Tariffs have led to caution in the life sciences segment: Cognizant's Gummadi
Bengaluru: As clients look for cost optimisation, they aim to break silos and move towards consolidating their IT services partners.
"They want a partner who can give end-to-end solutions," Surya Gummadi, President of the Americas business at
Cognizant
, said during the recent Bank of America Securities 2025 Global Technology Conference.
With GenAI disrupting businesses, Gummadi felt pricing will evolve significantly in the next six months as clients move towards outcome-based pricing.He said AI brought a great deal of uncertainty, adding to the macroeconomic pressures.
That, he points out, is the difference between the previous cycles of the economic crisis.

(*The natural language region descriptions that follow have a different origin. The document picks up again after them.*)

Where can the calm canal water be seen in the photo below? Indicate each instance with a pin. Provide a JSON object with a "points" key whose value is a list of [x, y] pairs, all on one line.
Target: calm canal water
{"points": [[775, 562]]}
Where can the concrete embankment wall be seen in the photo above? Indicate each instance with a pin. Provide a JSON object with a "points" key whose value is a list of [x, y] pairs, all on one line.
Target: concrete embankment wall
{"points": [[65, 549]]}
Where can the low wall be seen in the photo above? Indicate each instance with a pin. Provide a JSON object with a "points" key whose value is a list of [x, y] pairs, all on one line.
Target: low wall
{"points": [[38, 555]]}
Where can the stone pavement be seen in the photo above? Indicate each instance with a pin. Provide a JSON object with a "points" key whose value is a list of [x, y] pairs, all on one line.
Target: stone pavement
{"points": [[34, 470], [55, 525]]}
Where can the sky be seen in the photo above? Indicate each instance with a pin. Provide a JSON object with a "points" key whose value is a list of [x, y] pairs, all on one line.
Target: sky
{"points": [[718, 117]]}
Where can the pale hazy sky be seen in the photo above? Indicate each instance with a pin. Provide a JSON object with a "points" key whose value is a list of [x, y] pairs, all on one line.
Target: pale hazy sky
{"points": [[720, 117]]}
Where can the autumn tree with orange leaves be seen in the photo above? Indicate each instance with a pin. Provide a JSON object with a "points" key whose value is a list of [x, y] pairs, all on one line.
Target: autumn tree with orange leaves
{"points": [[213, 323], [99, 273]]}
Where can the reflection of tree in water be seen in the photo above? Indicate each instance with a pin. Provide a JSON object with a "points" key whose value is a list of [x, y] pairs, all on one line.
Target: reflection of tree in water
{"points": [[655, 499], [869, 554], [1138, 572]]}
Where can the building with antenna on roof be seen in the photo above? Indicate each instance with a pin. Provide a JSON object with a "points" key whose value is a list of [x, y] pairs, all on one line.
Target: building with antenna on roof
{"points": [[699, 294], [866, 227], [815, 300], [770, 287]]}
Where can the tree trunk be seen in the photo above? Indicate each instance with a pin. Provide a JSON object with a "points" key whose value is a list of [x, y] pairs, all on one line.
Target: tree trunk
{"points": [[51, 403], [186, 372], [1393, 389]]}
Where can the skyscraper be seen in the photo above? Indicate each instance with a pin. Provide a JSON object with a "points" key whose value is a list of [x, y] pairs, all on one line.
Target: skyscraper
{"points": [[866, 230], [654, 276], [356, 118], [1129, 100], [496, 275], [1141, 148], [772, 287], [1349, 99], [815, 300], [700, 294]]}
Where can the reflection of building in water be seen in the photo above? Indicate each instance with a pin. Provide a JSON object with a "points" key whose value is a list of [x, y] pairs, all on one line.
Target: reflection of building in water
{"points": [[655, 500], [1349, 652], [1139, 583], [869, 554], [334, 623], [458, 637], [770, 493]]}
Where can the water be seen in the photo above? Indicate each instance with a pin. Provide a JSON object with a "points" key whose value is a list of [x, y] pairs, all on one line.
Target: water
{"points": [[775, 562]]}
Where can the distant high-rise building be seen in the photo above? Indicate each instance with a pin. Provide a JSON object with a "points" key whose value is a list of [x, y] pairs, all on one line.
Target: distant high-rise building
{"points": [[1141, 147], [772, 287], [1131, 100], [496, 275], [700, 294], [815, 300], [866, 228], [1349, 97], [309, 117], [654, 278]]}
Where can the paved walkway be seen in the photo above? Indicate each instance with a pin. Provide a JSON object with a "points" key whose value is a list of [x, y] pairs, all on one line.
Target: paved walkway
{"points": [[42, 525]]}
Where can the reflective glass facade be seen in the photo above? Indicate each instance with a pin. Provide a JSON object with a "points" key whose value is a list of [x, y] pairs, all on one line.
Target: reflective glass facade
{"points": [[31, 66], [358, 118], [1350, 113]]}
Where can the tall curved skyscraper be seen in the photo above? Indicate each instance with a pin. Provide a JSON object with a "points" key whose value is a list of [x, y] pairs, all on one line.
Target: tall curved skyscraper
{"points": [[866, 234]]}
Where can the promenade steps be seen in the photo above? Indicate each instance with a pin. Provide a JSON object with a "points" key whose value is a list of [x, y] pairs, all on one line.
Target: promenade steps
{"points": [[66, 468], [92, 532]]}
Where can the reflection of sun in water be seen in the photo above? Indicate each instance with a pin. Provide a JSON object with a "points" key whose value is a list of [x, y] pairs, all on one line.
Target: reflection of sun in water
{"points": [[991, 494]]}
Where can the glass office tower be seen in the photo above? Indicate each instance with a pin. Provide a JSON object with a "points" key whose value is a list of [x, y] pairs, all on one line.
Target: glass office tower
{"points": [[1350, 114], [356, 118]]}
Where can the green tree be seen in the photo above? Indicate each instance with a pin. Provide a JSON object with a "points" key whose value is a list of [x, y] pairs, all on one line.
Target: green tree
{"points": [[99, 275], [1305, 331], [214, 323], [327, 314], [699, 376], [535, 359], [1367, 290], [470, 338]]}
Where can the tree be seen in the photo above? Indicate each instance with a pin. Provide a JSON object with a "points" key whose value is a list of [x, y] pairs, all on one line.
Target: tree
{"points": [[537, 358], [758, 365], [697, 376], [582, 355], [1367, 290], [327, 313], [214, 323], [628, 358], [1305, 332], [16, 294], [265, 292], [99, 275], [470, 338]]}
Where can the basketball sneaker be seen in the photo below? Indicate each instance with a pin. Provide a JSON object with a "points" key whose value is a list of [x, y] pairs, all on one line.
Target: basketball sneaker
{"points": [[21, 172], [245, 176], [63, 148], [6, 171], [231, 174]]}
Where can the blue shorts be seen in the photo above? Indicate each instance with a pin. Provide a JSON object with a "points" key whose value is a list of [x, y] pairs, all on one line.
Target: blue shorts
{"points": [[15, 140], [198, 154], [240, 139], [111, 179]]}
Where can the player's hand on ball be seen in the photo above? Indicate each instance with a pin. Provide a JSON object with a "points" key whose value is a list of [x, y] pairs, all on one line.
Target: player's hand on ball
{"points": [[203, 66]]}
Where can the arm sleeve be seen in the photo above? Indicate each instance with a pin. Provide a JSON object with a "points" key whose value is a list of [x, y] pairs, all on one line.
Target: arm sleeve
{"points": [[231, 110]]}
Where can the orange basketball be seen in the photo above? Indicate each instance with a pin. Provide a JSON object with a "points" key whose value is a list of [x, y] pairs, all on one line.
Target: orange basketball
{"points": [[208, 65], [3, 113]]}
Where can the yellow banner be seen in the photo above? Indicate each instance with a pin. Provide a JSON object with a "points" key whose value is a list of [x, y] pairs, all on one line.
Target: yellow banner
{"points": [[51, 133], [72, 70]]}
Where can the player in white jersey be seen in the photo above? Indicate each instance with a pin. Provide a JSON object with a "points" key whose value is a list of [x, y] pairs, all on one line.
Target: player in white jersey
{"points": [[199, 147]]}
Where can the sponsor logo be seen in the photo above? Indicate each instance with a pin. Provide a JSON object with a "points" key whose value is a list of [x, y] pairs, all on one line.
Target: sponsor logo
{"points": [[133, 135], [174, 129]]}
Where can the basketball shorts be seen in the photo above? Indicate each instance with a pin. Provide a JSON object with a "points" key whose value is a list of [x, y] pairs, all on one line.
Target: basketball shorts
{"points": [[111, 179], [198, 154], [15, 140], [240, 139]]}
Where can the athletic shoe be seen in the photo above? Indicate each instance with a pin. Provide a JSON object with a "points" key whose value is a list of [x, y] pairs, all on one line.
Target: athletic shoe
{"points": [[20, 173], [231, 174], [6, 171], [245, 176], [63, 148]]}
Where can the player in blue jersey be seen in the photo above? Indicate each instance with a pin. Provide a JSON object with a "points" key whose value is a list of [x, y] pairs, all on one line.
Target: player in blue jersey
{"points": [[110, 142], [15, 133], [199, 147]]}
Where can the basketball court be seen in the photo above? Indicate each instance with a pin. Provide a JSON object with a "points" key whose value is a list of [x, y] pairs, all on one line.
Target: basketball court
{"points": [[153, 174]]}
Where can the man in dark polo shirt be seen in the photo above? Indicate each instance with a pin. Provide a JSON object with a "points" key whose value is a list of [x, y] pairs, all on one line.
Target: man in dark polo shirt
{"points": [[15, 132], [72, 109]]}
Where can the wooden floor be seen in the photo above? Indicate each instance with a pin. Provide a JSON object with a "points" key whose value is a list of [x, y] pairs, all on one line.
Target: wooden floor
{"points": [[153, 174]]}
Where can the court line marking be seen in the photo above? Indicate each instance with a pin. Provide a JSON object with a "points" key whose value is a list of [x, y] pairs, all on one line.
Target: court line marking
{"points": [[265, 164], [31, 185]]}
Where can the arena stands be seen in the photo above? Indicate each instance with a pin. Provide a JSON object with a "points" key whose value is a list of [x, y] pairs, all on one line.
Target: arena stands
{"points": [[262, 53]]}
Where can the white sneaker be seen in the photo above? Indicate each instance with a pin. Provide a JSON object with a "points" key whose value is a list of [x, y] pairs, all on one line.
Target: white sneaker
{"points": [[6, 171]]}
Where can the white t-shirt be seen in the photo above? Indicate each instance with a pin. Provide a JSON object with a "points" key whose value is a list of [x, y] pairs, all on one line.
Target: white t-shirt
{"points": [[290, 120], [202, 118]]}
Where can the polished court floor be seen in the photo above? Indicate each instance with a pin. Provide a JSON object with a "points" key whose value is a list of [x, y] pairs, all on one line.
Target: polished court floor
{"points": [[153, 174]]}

He, however, believes GenAI will create newer opportunities for Cognizant.
Meanwhile, the tariff war triggered by US President Donald Trump impacted business sentiment in life sciences, product and manufacturing, as well as retail, he told Bank of America analysts.
"There is some caution in the healthcare space. Tariffs have led to caution in the life sciences segment. Product and manufacturing clients are dealing with tariff uncertainty, and retail clients have also shown it in their guidance.
All this is having a cascading effect on IT projects," Gummadi said. Despite the tough environment, Cognizant signed three mega deals by the end of the second quarter.
Cognizant started to see an uptick in deal momentum, in general. Compared to 2023, when the firm signed 17 large deals, the New Jersey-headquartered IT services firm signed 29 large deals in 2024. In a choppy environment, CTS managed to get an extension of its contract with the healthcare client, which is a $1 billion deal. The full-year trailing 12-month booking for 2024 was $27.1 billion.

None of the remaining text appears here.